Apenas tengo tiempo de registrar el agarre de Antonio en mi muñeca antes de que me tire hacia su lado, sus dedos presionando mi piel mientras se gira para mirar al extraño.

"¿Tienes idea de lo que acabas de hacer?" gruñó, con la voz cargada de rabia apenas contenida.

El intruso se detiene a mitad de camino. Sus ojos verdes se encuentran con los míos en medio del caos y me quedo paralizada.

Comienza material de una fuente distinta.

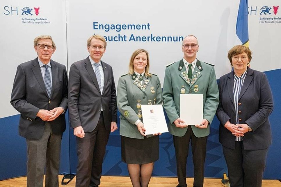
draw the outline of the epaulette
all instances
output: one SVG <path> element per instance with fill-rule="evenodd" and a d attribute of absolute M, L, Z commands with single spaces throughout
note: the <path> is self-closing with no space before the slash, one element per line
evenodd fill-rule
<path fill-rule="evenodd" d="M 215 64 L 210 64 L 210 63 L 207 63 L 207 62 L 204 62 L 205 63 L 207 64 L 209 64 L 209 65 L 211 65 L 211 66 L 215 66 Z"/>
<path fill-rule="evenodd" d="M 123 76 L 125 76 L 125 75 L 128 75 L 129 74 L 129 73 L 126 73 L 126 74 L 124 74 L 124 75 L 121 75 L 121 77 L 123 77 Z"/>
<path fill-rule="evenodd" d="M 173 64 L 174 63 L 175 63 L 175 62 L 172 62 L 172 63 L 170 63 L 169 64 L 167 64 L 167 65 L 166 65 L 166 67 L 168 67 L 169 66 L 170 66 L 170 65 L 171 65 L 172 64 Z"/>

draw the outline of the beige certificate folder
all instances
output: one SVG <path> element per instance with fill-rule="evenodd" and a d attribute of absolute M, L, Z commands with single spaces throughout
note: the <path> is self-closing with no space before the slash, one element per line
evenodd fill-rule
<path fill-rule="evenodd" d="M 203 119 L 203 95 L 181 94 L 180 118 L 188 125 L 199 125 Z"/>

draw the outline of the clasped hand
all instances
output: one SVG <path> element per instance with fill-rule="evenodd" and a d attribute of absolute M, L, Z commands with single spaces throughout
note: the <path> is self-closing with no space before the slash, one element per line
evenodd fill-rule
<path fill-rule="evenodd" d="M 224 127 L 232 133 L 234 136 L 243 136 L 244 134 L 249 131 L 248 125 L 246 124 L 234 124 L 227 121 Z"/>
<path fill-rule="evenodd" d="M 56 107 L 49 111 L 41 109 L 38 112 L 36 116 L 41 118 L 43 121 L 51 121 L 55 119 L 63 112 L 63 109 L 62 107 Z"/>

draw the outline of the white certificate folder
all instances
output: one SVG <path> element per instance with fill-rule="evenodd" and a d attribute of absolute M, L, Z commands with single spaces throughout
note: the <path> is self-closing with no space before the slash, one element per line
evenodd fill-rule
<path fill-rule="evenodd" d="M 162 105 L 142 105 L 141 113 L 146 134 L 168 132 Z"/>
<path fill-rule="evenodd" d="M 199 125 L 203 119 L 203 95 L 181 94 L 180 118 L 188 125 Z"/>

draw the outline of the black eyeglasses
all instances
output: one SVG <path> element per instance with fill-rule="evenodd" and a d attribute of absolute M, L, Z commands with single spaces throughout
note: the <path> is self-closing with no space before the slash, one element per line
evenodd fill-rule
<path fill-rule="evenodd" d="M 48 49 L 51 49 L 54 48 L 54 46 L 52 45 L 45 45 L 45 44 L 38 44 L 37 45 L 40 49 L 45 48 L 45 47 L 47 46 L 47 48 Z"/>
<path fill-rule="evenodd" d="M 191 48 L 194 48 L 196 47 L 196 46 L 197 46 L 197 44 L 191 44 L 191 45 L 188 45 L 188 44 L 185 44 L 184 45 L 182 45 L 182 46 L 184 46 L 184 47 L 186 48 L 189 48 L 189 46 L 191 46 Z"/>
<path fill-rule="evenodd" d="M 95 46 L 95 45 L 91 46 L 93 48 L 94 48 L 94 49 L 95 49 L 97 48 L 99 48 L 99 49 L 100 50 L 101 50 L 102 49 L 104 48 L 105 48 L 103 46 Z"/>

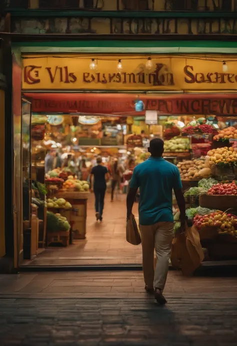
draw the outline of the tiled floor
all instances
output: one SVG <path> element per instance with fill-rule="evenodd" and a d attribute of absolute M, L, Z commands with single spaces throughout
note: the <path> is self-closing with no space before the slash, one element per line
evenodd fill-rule
<path fill-rule="evenodd" d="M 236 278 L 170 272 L 160 307 L 142 272 L 0 275 L 0 346 L 236 346 Z"/>
<path fill-rule="evenodd" d="M 142 271 L 62 272 L 26 273 L 0 275 L 0 298 L 149 298 L 144 290 Z M 236 277 L 188 277 L 179 271 L 168 274 L 164 291 L 169 297 L 212 294 L 236 297 Z"/>
<path fill-rule="evenodd" d="M 102 223 L 96 222 L 94 197 L 88 201 L 86 238 L 75 240 L 67 248 L 50 247 L 24 264 L 30 265 L 74 265 L 141 264 L 140 245 L 131 245 L 126 239 L 126 196 L 118 194 L 113 203 L 106 197 Z M 134 212 L 138 216 L 138 204 Z"/>

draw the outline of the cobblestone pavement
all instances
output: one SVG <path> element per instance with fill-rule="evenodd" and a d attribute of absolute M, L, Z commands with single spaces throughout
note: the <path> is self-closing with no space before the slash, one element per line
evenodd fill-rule
<path fill-rule="evenodd" d="M 160 307 L 140 272 L 0 275 L 0 345 L 236 346 L 236 293 L 171 272 Z"/>

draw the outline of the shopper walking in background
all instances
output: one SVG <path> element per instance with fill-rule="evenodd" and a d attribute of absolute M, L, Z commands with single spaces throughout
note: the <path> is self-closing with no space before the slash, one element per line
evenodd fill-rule
<path fill-rule="evenodd" d="M 47 173 L 49 171 L 52 171 L 54 164 L 54 152 L 52 150 L 48 150 L 44 159 L 45 172 Z"/>
<path fill-rule="evenodd" d="M 148 151 L 151 156 L 134 169 L 127 197 L 127 218 L 132 214 L 138 189 L 140 190 L 139 218 L 142 248 L 145 289 L 154 292 L 160 304 L 168 269 L 174 229 L 172 191 L 180 211 L 180 231 L 185 220 L 185 200 L 178 168 L 162 157 L 164 141 L 152 139 Z M 154 272 L 154 248 L 157 263 Z"/>
<path fill-rule="evenodd" d="M 54 158 L 54 162 L 52 164 L 52 168 L 54 169 L 55 168 L 60 168 L 62 166 L 62 159 L 60 157 L 59 153 L 56 151 L 55 153 L 55 156 Z"/>
<path fill-rule="evenodd" d="M 111 202 L 114 201 L 114 190 L 117 186 L 120 186 L 121 177 L 124 172 L 124 169 L 121 165 L 118 164 L 116 157 L 114 159 L 114 161 L 111 166 Z"/>
<path fill-rule="evenodd" d="M 93 189 L 95 201 L 96 217 L 96 220 L 102 221 L 104 196 L 106 191 L 106 181 L 108 179 L 108 173 L 107 168 L 102 165 L 102 159 L 98 157 L 96 159 L 97 166 L 92 169 L 90 180 L 92 188 L 92 180 L 94 178 Z"/>

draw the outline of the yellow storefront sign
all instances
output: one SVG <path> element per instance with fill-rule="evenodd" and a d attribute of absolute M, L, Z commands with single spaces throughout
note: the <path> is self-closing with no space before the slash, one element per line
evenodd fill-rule
<path fill-rule="evenodd" d="M 146 67 L 144 55 L 58 55 L 23 57 L 24 90 L 234 90 L 236 60 L 223 56 L 156 55 Z M 96 69 L 90 69 L 95 58 Z M 118 59 L 122 69 L 118 69 Z"/>

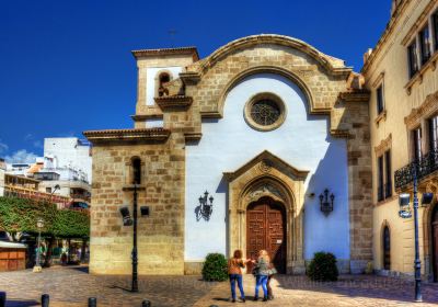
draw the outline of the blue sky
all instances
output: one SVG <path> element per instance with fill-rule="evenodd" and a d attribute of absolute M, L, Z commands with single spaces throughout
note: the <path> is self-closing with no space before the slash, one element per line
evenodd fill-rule
<path fill-rule="evenodd" d="M 391 0 L 1 1 L 0 157 L 41 156 L 45 137 L 132 127 L 132 49 L 197 46 L 206 57 L 232 39 L 275 33 L 359 71 L 390 7 Z"/>

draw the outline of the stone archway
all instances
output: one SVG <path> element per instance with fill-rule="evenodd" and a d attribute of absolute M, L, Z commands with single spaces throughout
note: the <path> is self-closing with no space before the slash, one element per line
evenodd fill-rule
<path fill-rule="evenodd" d="M 286 209 L 283 203 L 264 196 L 246 208 L 246 257 L 256 259 L 266 250 L 278 273 L 286 273 Z"/>
<path fill-rule="evenodd" d="M 304 273 L 303 183 L 308 172 L 299 171 L 268 151 L 264 151 L 234 172 L 224 173 L 228 192 L 228 251 L 247 250 L 246 214 L 250 204 L 269 197 L 284 204 L 286 272 Z"/>

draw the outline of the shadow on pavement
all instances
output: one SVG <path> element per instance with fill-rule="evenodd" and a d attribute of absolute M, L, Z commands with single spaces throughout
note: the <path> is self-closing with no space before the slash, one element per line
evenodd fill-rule
<path fill-rule="evenodd" d="M 5 307 L 30 307 L 30 306 L 41 306 L 36 300 L 7 300 Z"/>
<path fill-rule="evenodd" d="M 70 270 L 74 270 L 74 271 L 79 271 L 79 272 L 82 272 L 82 273 L 89 273 L 89 266 L 87 265 L 81 265 L 81 266 L 66 266 L 67 269 L 70 269 Z"/>

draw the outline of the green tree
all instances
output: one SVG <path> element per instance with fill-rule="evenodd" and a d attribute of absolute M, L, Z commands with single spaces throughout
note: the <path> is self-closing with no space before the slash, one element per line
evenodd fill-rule
<path fill-rule="evenodd" d="M 43 234 L 53 232 L 57 215 L 55 204 L 16 197 L 0 197 L 0 229 L 13 241 L 19 241 L 23 232 L 37 234 L 36 221 L 44 219 Z"/>

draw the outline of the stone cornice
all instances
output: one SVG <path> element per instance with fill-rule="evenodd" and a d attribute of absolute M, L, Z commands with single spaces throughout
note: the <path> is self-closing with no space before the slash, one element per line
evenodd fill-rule
<path fill-rule="evenodd" d="M 88 130 L 83 135 L 93 145 L 163 143 L 171 132 L 163 128 Z"/>
<path fill-rule="evenodd" d="M 339 93 L 339 99 L 345 102 L 368 102 L 370 92 L 368 90 L 353 90 Z"/>
<path fill-rule="evenodd" d="M 175 109 L 186 110 L 192 105 L 193 102 L 191 96 L 185 95 L 157 96 L 154 100 L 162 111 Z"/>
<path fill-rule="evenodd" d="M 368 57 L 367 61 L 364 64 L 361 69 L 361 73 L 366 75 L 368 69 L 371 67 L 372 62 L 374 61 L 376 57 L 382 50 L 384 44 L 388 42 L 389 36 L 394 32 L 395 25 L 401 19 L 402 13 L 406 10 L 407 5 L 413 0 L 404 0 L 402 1 L 399 7 L 395 9 L 394 13 L 391 16 L 391 20 L 387 24 L 387 29 L 384 30 L 383 34 L 380 36 L 379 42 L 377 43 L 376 47 L 373 48 L 371 55 Z"/>
<path fill-rule="evenodd" d="M 203 137 L 201 133 L 185 133 L 185 141 L 198 141 Z"/>
<path fill-rule="evenodd" d="M 414 75 L 414 77 L 411 78 L 411 80 L 404 86 L 406 93 L 411 95 L 412 87 L 418 82 L 422 84 L 423 82 L 423 76 L 426 73 L 427 70 L 431 69 L 431 71 L 435 71 L 437 69 L 437 60 L 438 60 L 438 52 L 435 52 L 435 54 L 427 60 L 426 64 L 423 65 L 423 67 Z"/>
<path fill-rule="evenodd" d="M 130 115 L 134 122 L 143 122 L 149 118 L 163 118 L 163 114 L 136 114 Z"/>
<path fill-rule="evenodd" d="M 234 53 L 238 49 L 251 48 L 256 45 L 280 45 L 301 50 L 302 53 L 314 58 L 319 64 L 321 64 L 321 66 L 323 66 L 327 70 L 328 73 L 334 76 L 347 77 L 351 72 L 351 68 L 346 67 L 343 60 L 327 56 L 300 39 L 276 34 L 252 35 L 235 39 L 220 47 L 210 56 L 205 58 L 205 60 L 200 65 L 200 71 L 205 73 L 206 70 L 215 66 L 216 62 L 218 62 L 220 59 Z"/>
<path fill-rule="evenodd" d="M 438 91 L 428 94 L 420 106 L 411 111 L 411 114 L 404 117 L 404 123 L 408 129 L 413 129 L 422 123 L 422 118 L 438 112 Z"/>
<path fill-rule="evenodd" d="M 189 55 L 193 61 L 199 60 L 198 50 L 196 47 L 180 47 L 180 48 L 161 48 L 161 49 L 139 49 L 132 50 L 136 58 L 148 56 L 170 56 L 170 55 Z"/>
<path fill-rule="evenodd" d="M 392 147 L 392 134 L 390 134 L 385 139 L 383 139 L 378 146 L 374 147 L 374 152 L 377 157 L 380 157 Z"/>
<path fill-rule="evenodd" d="M 195 86 L 200 81 L 200 75 L 197 71 L 184 71 L 180 72 L 180 79 L 184 84 Z"/>
<path fill-rule="evenodd" d="M 351 134 L 348 129 L 330 129 L 330 134 L 336 138 L 350 138 Z"/>

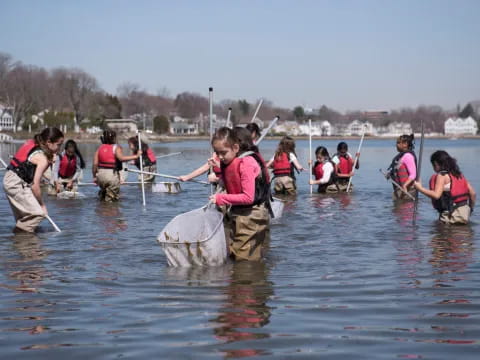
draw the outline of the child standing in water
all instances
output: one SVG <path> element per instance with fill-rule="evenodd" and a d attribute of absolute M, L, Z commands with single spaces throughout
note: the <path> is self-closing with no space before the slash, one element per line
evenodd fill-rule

Esos ojos. Los he visto antes.

¿Pero dónde?

Frunzo el ceño, intentando que mi cerebro recuerde dónde lo había visto, pero en lugar de eso no recuerdo nada.

"Tú", dice la voz de mi padre, que rompe la tensión. Tiene los ojos abiertos como si acabara de ver un fantasma, solo que mira directamente al intruso. "No puede ser... se supone que estás muerto".

¿Muerto?

¿Mi padre conocía a este hombre?

Me invadió la inquietud. Había algo en la reacción de mi padre que me decía que me estaba perdiendo algo.

Una sonrisa maniática se dibujó en la comisura de los labios del intruso, con un destello de diversión en sus ojos. «He mejorado».

—¡Basta! —rugió Alessandro, fijando su mirada furiosa en mi padre—. ¿Conoces a ese hombre, Marcus?

Mi padre no responde.

—Permítame presentarme —comenzó el desconocido, con voz baja y amenazante—. Me llamo Nikolai Volkov y creo que tiene algo que me pertenece.